Laetare Jerusalem: et conventum facite omnes qui diligitis eam
We Catholics often get a bum rap about having a rigid religion, from inside and outside the membership. If you want to project a stern religious environment, there are few stock characters as reliable as the strict nun. Also, thanks to the United States Council of Catholic Bishops, American Catholicism is often out of step with the rest of the world, including Pope Francis. Catholicism is often associated with a cultural conservatism and rigidity that undermine some of the more interesting and human aspects of the Church.
Take Laetare Sunday, a most Roman Catholic notion. Basically it is the half way point through lent and it is meant to be a time of celebration, or to use the Latin translation: Rejoice! While Sundays during Lent are not part of the 40 days of observance, the intention of Laetare is to pretty much take it to that next level. Think about that for a second. In the middle of this period of fasting, penance, reflection and alms giving, we have set aside a day to not just ease up on our practices, which Sundays are for, but to, in fact, rejoice. I don’t know about you, but rejoice has a pretty powerful connotation. It’s more than just an extra donut on Sunday. I don’t know if it goes all the way to a Carnival kind of level, but pretty close. If I were to put a song to it, or a moment it would be something akin to that release of joy when the game winning hit is struck, or more long lasting when Phish have built up an amazing jam, and then releasing it at that right moment and the entire crowd cheers. It is that euphoria of the moment, but then that joyous time after, that afterglow.
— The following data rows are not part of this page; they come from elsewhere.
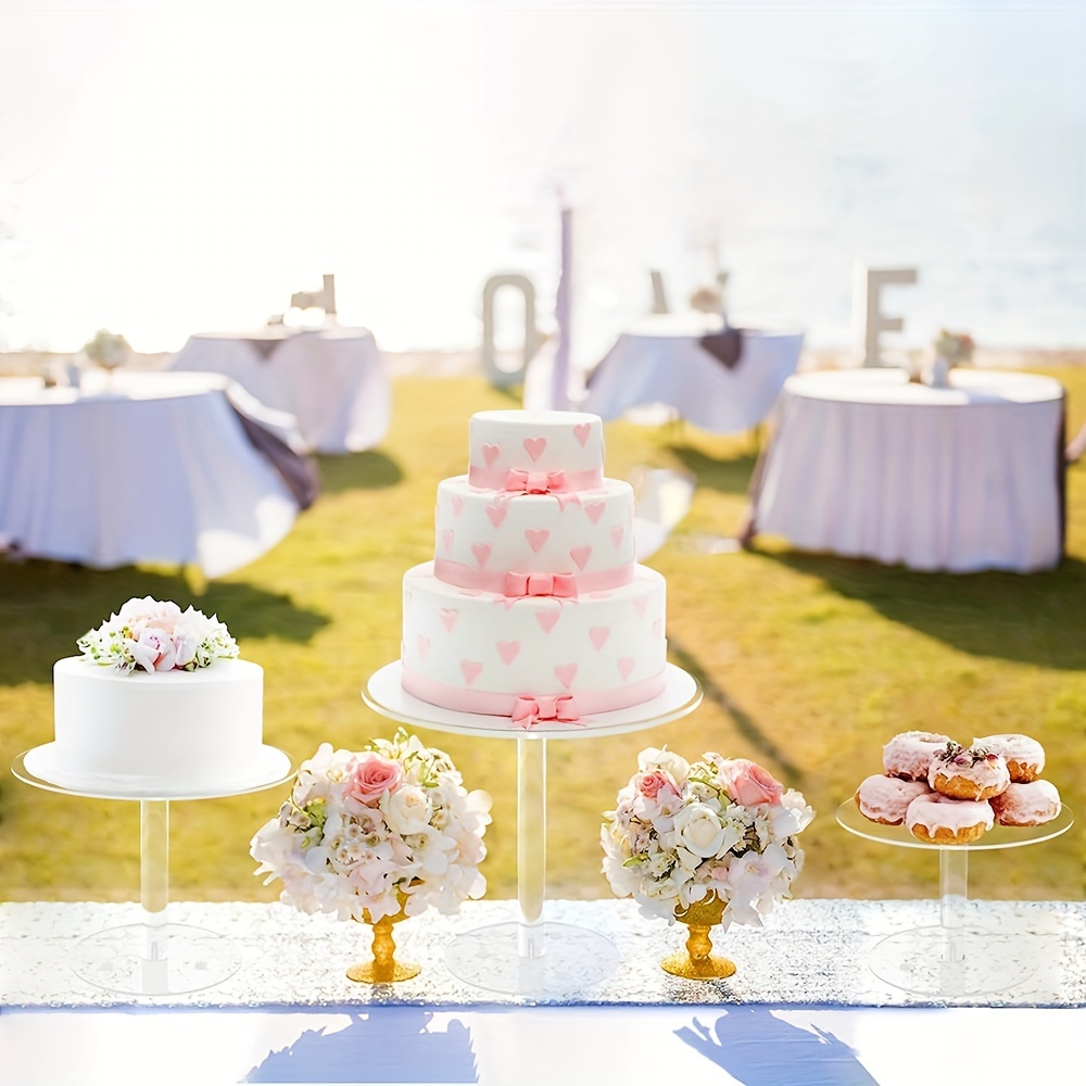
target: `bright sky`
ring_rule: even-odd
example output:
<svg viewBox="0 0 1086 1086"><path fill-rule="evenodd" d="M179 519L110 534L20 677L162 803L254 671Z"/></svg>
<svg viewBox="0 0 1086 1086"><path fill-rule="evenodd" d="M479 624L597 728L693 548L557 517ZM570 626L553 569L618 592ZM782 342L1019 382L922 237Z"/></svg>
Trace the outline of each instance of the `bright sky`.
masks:
<svg viewBox="0 0 1086 1086"><path fill-rule="evenodd" d="M918 332L1086 342L1084 54L1046 0L0 0L0 349L175 350L324 273L470 348L497 272L547 319L559 186L584 357L711 253L823 341L866 260L921 266Z"/></svg>

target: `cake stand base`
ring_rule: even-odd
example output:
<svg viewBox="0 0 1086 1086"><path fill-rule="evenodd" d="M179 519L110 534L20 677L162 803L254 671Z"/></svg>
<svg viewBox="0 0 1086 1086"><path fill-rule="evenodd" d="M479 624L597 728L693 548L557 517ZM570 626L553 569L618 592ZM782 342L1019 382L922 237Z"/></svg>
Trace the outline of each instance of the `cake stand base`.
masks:
<svg viewBox="0 0 1086 1086"><path fill-rule="evenodd" d="M222 984L241 965L230 942L188 924L125 924L72 949L76 976L128 996L179 996Z"/></svg>
<svg viewBox="0 0 1086 1086"><path fill-rule="evenodd" d="M1027 981L1047 950L1035 934L914 927L875 944L868 964L879 980L915 995L986 996Z"/></svg>
<svg viewBox="0 0 1086 1086"><path fill-rule="evenodd" d="M615 945L598 932L548 921L479 927L458 935L445 951L445 964L459 980L529 999L581 992L611 976L618 963Z"/></svg>

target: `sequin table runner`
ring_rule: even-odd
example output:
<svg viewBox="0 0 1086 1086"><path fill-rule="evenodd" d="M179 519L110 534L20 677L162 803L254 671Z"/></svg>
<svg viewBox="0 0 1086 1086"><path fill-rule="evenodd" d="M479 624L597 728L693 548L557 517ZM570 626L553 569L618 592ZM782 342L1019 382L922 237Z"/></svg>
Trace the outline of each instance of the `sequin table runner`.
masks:
<svg viewBox="0 0 1086 1086"><path fill-rule="evenodd" d="M882 938L938 921L934 901L786 901L762 929L712 932L715 950L737 965L725 981L686 981L659 968L686 930L642 917L629 900L548 901L548 923L605 934L618 951L615 972L559 995L527 998L468 984L445 963L456 935L516 919L514 901L467 902L455 917L434 912L396 925L397 955L422 965L395 985L355 984L344 970L368 957L361 924L307 917L279 904L172 902L174 923L205 927L229 940L240 969L191 995L121 996L81 981L68 951L84 936L138 922L134 904L0 904L0 1006L8 1007L326 1007L388 1006L664 1006L772 1003L838 1007L1086 1006L1086 902L971 901L967 923L999 933L994 955L1036 965L1005 992L929 997L881 981L869 955ZM1010 933L1010 934L1008 934Z"/></svg>

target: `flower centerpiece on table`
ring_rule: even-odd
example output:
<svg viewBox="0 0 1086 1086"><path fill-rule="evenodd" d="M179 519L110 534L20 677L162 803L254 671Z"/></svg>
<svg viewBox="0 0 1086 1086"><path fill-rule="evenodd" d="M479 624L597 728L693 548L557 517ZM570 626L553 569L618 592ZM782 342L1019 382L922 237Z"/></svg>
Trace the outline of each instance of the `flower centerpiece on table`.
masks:
<svg viewBox="0 0 1086 1086"><path fill-rule="evenodd" d="M194 671L238 655L237 642L216 615L207 618L191 606L182 611L151 596L129 599L76 644L88 660L126 673L136 668Z"/></svg>
<svg viewBox="0 0 1086 1086"><path fill-rule="evenodd" d="M321 743L250 855L302 912L377 923L429 906L453 913L485 893L479 864L491 798L452 759L402 728L359 752Z"/></svg>
<svg viewBox="0 0 1086 1086"><path fill-rule="evenodd" d="M796 837L815 817L803 795L745 758L648 747L637 766L602 830L615 894L670 923L715 897L725 931L761 926L803 869Z"/></svg>

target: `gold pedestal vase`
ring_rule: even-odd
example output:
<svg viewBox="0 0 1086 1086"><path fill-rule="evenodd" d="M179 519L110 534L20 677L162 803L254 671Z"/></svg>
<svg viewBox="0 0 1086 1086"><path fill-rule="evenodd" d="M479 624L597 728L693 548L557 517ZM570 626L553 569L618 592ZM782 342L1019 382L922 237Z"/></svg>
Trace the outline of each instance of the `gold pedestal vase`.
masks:
<svg viewBox="0 0 1086 1086"><path fill-rule="evenodd" d="M396 961L396 944L392 938L392 925L407 919L404 905L407 898L400 895L400 911L391 917L382 917L376 923L370 919L369 910L362 914L364 923L374 929L372 960L362 961L352 965L346 975L349 980L363 984L391 984L395 981L409 981L421 971L421 965L413 961Z"/></svg>
<svg viewBox="0 0 1086 1086"><path fill-rule="evenodd" d="M709 938L710 930L720 923L723 912L724 902L716 894L694 901L687 909L675 906L675 920L690 929L690 937L686 939L686 950L668 955L660 962L660 968L690 981L731 976L735 972L735 963L712 954L712 940Z"/></svg>

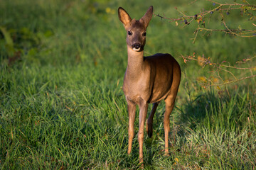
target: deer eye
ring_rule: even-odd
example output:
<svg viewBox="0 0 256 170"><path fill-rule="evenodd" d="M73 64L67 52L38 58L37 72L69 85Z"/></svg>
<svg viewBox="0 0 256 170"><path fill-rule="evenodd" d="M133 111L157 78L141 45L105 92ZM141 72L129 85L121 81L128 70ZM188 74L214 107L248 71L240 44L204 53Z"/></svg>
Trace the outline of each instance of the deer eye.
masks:
<svg viewBox="0 0 256 170"><path fill-rule="evenodd" d="M131 31L128 30L128 35L132 35L132 33Z"/></svg>

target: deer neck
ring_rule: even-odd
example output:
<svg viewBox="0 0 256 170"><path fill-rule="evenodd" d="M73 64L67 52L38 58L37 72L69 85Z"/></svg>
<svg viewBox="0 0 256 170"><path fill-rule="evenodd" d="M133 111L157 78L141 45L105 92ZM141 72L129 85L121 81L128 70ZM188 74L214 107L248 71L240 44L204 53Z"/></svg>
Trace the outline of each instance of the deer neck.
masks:
<svg viewBox="0 0 256 170"><path fill-rule="evenodd" d="M144 52L136 52L127 46L128 64L127 68L127 76L131 79L138 78L142 72Z"/></svg>

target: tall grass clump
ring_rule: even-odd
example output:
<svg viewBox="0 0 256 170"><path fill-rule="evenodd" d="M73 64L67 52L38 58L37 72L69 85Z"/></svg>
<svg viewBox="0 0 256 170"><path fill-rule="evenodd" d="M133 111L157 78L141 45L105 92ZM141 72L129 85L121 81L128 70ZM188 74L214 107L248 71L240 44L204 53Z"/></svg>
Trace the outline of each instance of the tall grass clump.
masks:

I’ll admit, mostly because of my wife giving me grief about it, I pretty much keep up with my Lenten practices on Sundays, the consequences of being a pastor’s kid I suppose. What’s funny is that I haven’t really missed my social media outlets even on Sundays. There have been a few times that I’ve had a quip or seen something I wanted to share, but the daily (in twitter’s case, constant) checking of sites has not been a missed chore. As a matter of fact, this past Laetare Sunday, when I was rejoicing in an absolutely fabulous way by playing golf, I actually missed mass. Not just missed it because I was golfing, but missed it as an experience. With the kids in CCD, I tend to get to mass much more frequently and since the turn of the year, we’ve been going pretty regularly. It’s gotten back to routine and during Lent I’ve been particularly enjoying it. I don’t regret golfing, not by a long shot, but I wish I could have added to a joyful day by attending the celebration in church. Something to remember come next year.